Court Opinion

ID: 5246951
Source: CourtListenerOpinion
Date Created: 2022-01-06 18:02:15.932753+00
Date Added: 2024-06-11T08:27:52.872423
License: Public Domain

De Angelis, J. (dissenting):
If the testimony of the plaintiff was accepted by the jury as true, and it appears to have been so accepted, the plaintiff was entitled to recover. If the testimony of the defendant’s engineer had been accepted by the jury as true, their verdict should have been for the defendant. Each was an interested witness and it is favorable to the plaintiff to say that the circumstances that might be regarded as supporting the testimony of these two witnesses were equally divided between them. The plaintiff certainly was as likely to be biased as the engineer. In such circumstances it seems to me that a verdict rendered in favor of the plaintiff on the first trial should not be permitted to stand, especially one so large.

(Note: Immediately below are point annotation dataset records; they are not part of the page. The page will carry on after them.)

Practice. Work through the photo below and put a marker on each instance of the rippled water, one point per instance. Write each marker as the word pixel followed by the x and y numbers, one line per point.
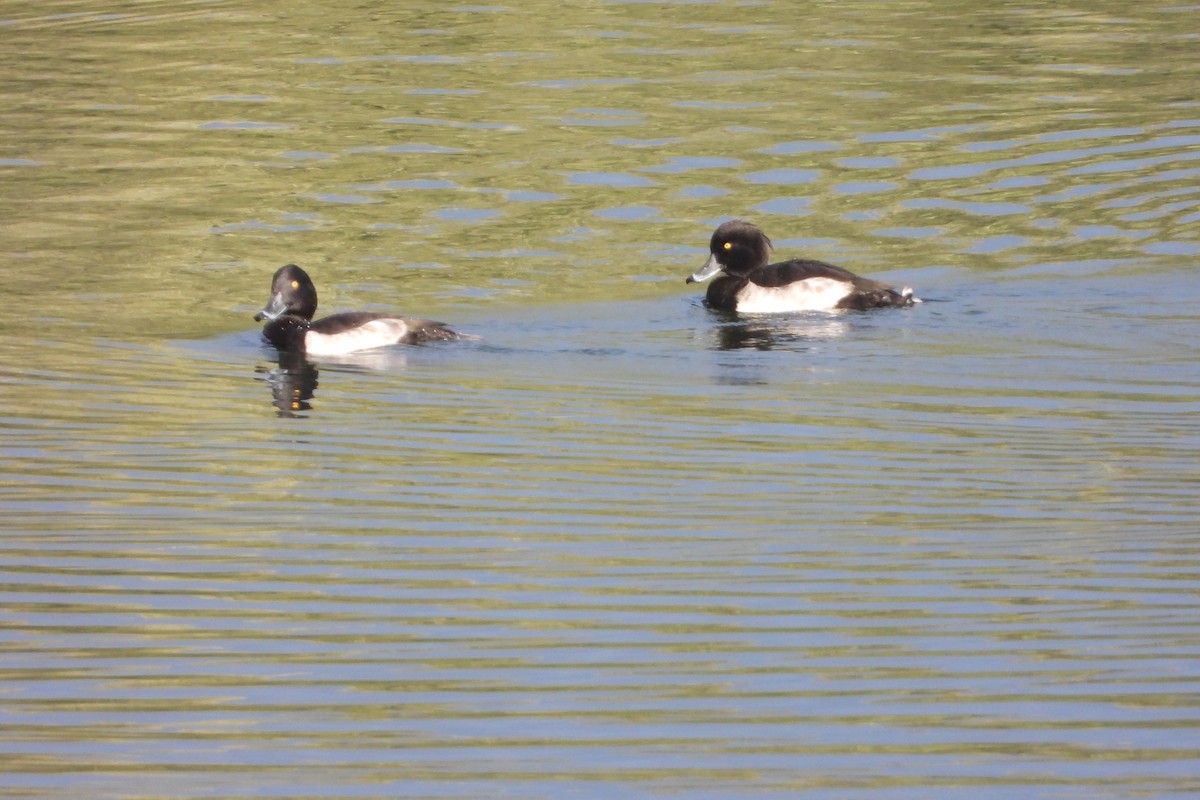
pixel 617 545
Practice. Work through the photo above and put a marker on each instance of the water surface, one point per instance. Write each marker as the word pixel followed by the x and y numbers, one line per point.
pixel 617 543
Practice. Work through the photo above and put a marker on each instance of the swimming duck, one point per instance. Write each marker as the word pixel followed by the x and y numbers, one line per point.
pixel 289 324
pixel 741 252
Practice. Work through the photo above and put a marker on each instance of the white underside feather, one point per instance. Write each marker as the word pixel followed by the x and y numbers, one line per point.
pixel 377 332
pixel 811 294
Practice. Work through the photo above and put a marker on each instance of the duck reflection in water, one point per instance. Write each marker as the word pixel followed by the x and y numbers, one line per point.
pixel 293 383
pixel 294 378
pixel 768 332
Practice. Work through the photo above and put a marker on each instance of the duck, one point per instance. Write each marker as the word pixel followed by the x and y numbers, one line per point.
pixel 739 253
pixel 289 322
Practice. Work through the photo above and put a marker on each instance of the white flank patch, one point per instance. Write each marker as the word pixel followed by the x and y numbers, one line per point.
pixel 811 294
pixel 378 332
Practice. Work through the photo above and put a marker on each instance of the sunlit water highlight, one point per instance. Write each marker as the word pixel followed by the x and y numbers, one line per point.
pixel 617 545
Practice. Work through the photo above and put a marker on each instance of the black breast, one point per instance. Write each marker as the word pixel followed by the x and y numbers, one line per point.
pixel 286 332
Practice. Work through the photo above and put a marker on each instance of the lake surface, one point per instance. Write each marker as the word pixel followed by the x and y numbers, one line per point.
pixel 617 545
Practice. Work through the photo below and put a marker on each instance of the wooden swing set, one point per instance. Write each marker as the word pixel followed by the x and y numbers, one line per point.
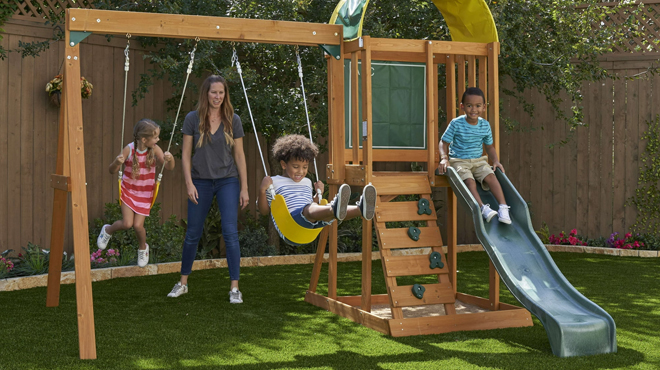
pixel 352 164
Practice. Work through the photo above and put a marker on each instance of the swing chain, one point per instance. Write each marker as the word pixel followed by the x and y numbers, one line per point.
pixel 192 56
pixel 299 63
pixel 126 51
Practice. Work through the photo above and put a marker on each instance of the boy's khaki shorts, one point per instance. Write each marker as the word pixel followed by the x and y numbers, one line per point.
pixel 476 168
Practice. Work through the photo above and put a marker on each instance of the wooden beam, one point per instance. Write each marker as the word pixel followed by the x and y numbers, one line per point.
pixel 419 46
pixel 205 27
pixel 393 155
pixel 352 313
pixel 76 148
pixel 451 323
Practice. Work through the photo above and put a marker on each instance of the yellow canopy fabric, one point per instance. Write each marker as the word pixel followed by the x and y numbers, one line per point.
pixel 288 226
pixel 468 20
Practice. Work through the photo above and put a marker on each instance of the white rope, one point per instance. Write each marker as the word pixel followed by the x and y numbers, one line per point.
pixel 183 93
pixel 234 60
pixel 123 116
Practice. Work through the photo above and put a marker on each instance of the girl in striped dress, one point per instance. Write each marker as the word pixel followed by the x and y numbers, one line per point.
pixel 141 157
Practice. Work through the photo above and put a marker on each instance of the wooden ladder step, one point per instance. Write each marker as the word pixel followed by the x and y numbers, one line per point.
pixel 398 238
pixel 402 296
pixel 412 265
pixel 401 211
pixel 390 184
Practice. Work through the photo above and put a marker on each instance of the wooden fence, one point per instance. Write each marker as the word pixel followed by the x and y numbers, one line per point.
pixel 584 184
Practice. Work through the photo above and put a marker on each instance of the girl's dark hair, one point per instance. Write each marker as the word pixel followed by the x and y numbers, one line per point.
pixel 290 147
pixel 226 112
pixel 144 129
pixel 473 91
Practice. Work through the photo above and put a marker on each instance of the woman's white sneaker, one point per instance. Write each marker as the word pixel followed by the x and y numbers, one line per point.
pixel 103 239
pixel 178 290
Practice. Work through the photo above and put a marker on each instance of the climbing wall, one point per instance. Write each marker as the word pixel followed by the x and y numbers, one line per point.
pixel 393 219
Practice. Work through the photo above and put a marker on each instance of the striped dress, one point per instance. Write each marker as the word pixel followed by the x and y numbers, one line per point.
pixel 138 193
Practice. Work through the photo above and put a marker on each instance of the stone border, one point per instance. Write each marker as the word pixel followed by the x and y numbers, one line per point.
pixel 68 277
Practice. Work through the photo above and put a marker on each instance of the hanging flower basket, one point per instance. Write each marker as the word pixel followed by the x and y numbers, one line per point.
pixel 54 89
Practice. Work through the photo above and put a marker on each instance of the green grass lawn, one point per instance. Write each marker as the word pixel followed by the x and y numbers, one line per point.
pixel 138 327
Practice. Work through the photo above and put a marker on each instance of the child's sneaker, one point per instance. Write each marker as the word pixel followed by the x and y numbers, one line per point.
pixel 103 239
pixel 178 290
pixel 503 214
pixel 367 202
pixel 340 203
pixel 487 212
pixel 143 256
pixel 235 296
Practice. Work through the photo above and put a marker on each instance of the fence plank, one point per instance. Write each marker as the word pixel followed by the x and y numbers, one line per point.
pixel 632 148
pixel 5 103
pixel 606 148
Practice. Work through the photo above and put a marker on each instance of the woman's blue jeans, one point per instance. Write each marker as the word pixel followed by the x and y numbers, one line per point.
pixel 227 192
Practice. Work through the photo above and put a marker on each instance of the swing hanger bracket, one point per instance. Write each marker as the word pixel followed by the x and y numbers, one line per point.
pixel 75 37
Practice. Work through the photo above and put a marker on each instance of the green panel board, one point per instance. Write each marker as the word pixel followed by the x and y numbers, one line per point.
pixel 398 98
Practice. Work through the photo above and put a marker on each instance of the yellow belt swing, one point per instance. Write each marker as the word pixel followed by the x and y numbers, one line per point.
pixel 123 119
pixel 288 227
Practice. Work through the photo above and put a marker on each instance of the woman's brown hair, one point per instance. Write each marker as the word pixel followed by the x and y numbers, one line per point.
pixel 226 112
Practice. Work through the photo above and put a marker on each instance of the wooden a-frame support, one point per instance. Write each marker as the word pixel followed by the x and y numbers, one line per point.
pixel 69 175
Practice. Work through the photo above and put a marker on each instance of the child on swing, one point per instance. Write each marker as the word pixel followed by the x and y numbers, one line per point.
pixel 465 137
pixel 294 152
pixel 141 158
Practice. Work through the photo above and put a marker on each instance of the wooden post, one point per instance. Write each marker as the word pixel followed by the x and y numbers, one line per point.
pixel 451 236
pixel 60 199
pixel 494 119
pixel 355 108
pixel 74 125
pixel 367 143
pixel 332 253
pixel 365 302
pixel 431 108
pixel 451 88
pixel 318 261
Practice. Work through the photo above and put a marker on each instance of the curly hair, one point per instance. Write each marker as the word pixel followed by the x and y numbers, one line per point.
pixel 294 147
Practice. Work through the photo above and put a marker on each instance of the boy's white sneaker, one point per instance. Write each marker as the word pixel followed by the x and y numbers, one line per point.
pixel 367 202
pixel 340 203
pixel 503 214
pixel 143 256
pixel 235 296
pixel 178 290
pixel 103 239
pixel 487 212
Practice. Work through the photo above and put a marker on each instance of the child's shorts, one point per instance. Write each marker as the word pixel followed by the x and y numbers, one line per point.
pixel 475 168
pixel 300 219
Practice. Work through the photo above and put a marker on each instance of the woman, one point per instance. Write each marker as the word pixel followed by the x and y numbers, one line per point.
pixel 216 134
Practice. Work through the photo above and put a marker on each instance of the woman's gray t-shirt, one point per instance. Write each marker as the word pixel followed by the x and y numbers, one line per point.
pixel 214 160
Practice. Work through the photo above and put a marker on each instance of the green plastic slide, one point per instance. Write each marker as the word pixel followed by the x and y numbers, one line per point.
pixel 575 325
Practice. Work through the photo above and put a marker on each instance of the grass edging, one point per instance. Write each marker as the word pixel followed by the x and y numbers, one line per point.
pixel 68 277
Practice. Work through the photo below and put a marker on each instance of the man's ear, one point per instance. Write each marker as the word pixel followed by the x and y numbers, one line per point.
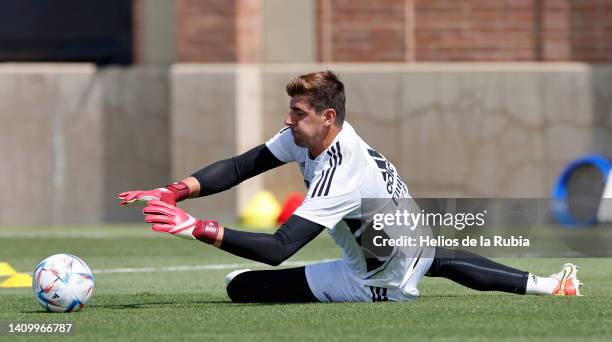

I think the verdict is excessive.
The counsel for the defendant requested the court to charge that if the jury found that the accident was due solely to the plaintiff’s catching his foot in the guard rail, there could be no recovery. The court declined to charge as requested, to which ruling an exception was taken by the defendant. While the counsel for the plaintiff attempted to break the force of this ruling when he said, “ We do not claim that if the accident was solely due to the catching of his foot in the guard rail that we can recover,” the response of the learned trial judge that “ The request made by Mr. Powell [counsel for the defendant] was not complete,” still left the jury to infer that the learned trial judge adhered to his ruling. I think this result was prejudicial to the defendant.
It follows that the judgment and order appealed from should be reversed and a new trial granted, with costs to the appellant to abide the event.
Judgment and order affirmed, with costs.